The obligation of transferring e-mails does not apply to spam or malware e-mails.
5.6 Obligation to use organisation addresses
If an e-mail message received at a work address is an application or if it concerns another public administrative matter, the message and the handling of the matter shall be forwarded to an organisation address or the address of the relevant services unit.
5.7 E-mail management during absence
Personal e-mail accounts must be managed even during absence, in accordance with separate instructions.
If an automatic reply is used, the sender must primarily be advised to contact the appropriate organisation address. Apart from this information, the automatic reply message should be kept as simple as possible.
5.8 E-mail management at the end of a period of employment
Employees must save the personal messages they may need later before the end of their employment and carry out the transfer of work-related messages in a manner agreed upon with their supervisor to the possession of the University.
If an employee resigns from his/her duties before the expiry of the employment contract, the employee or his/her supervisor can request the immediate discontinuation of incoming e-mail.
5.9 Management of organisation addresses
The owner of an organisation address must make sure that messages received at the organisation address are properly handled on a regular basis, according to the Information Management Plan, even when the owner is absent.
- E-mail messages received at the organisation address belong to the employer.
- The address owner must respond to any received messages immediately.
- The response must indicate that it is a reply to a message sent to an organisation address.
5.10 Using work addresses for personal communications
An e-mail address provided by the University may be used for personal purposes, as long as
- the employee protects his/her privacy by clearly separating personal e-mails from work-related messages. This applies both to incoming and outgoing messages.
A work-related e-mail sent by an employee must clearly state if it contains the sender’s personal views or opinions.
5.11 The University’s right to search and open messages sent to and from work addresses
The University may search and open an employee’s e-mails, in specific cases and using methods recorded in separate instructions.
All methods of encrypting organisation- and work-related e-mail messages must be approved and implemented by the University.
When sending encrypted attachments, the passwords or keys needed for accessing them must be delivered to the recipient by other means, such as by text message to a phone number in the recipient’s personal use.

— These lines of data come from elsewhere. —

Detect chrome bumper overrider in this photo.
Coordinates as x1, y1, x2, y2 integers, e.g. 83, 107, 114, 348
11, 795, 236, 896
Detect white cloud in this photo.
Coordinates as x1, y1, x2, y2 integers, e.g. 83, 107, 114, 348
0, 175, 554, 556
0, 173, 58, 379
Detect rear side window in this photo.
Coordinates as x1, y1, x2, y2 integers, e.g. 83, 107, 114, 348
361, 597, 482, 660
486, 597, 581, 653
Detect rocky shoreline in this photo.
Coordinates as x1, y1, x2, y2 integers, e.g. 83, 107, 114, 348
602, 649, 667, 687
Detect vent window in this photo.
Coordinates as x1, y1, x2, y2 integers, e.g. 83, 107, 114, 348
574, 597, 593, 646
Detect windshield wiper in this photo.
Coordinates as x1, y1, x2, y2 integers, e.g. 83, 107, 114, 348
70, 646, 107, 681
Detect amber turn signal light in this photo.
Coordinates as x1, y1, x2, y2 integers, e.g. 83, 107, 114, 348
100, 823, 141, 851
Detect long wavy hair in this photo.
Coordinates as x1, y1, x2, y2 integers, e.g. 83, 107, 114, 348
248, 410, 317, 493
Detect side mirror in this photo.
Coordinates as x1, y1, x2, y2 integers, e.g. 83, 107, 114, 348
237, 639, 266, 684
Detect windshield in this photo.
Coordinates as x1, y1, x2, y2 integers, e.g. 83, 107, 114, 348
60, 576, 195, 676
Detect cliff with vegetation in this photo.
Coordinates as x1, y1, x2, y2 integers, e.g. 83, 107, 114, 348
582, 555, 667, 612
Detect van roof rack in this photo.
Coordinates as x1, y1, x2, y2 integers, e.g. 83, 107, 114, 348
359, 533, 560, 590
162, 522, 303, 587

Sending confidential information or personal data via e-mail should be avoided. If this is unavoidable, the information must be sent encrypted. More detailed instructions on the recognition of the type of data and the requirements for its processing that follow from it are provided separately.
6.1 System administration can intervene in e-mail traffic
The purpose of such interventions is to secure the service level or safety of the e-mail system. System administration has been provided with instructions regarding interventions, supervision of use and log-keeping.

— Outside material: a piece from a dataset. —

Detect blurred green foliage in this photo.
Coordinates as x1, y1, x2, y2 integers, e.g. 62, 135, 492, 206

6.2 All incoming and outgoing e-mails to and from the e-mail services administered by the University are filtered.
All e-mail traffic is automatically filtered in order to prevent malware and spam.
If necessary, exceptions can be made regarding automatic filtering (see Section 7.3).

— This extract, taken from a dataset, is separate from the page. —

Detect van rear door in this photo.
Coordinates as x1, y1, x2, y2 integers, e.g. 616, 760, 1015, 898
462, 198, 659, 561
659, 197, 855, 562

6.3 When usage authorisation expires, e-mails will no longer be received
Once the authorisation has terminated, the University will not receive messages sent to the person. Instead, an automatic message is sent to inform the sender about the expiry of the address. When an e-mail account expires, all its redirection arrangements also become invalid.
7.1 Coming into force
7.2 Managing changes
Any significant changes concerning staff will be processed in a cooperation procedure. The IT Administration will make decisions on the need for changes.
Information on the amendments will be provided via the ordinary channels of communication only, not personally.
The Policy on Consequences of Breaches of IT Security will be applied to the breaches.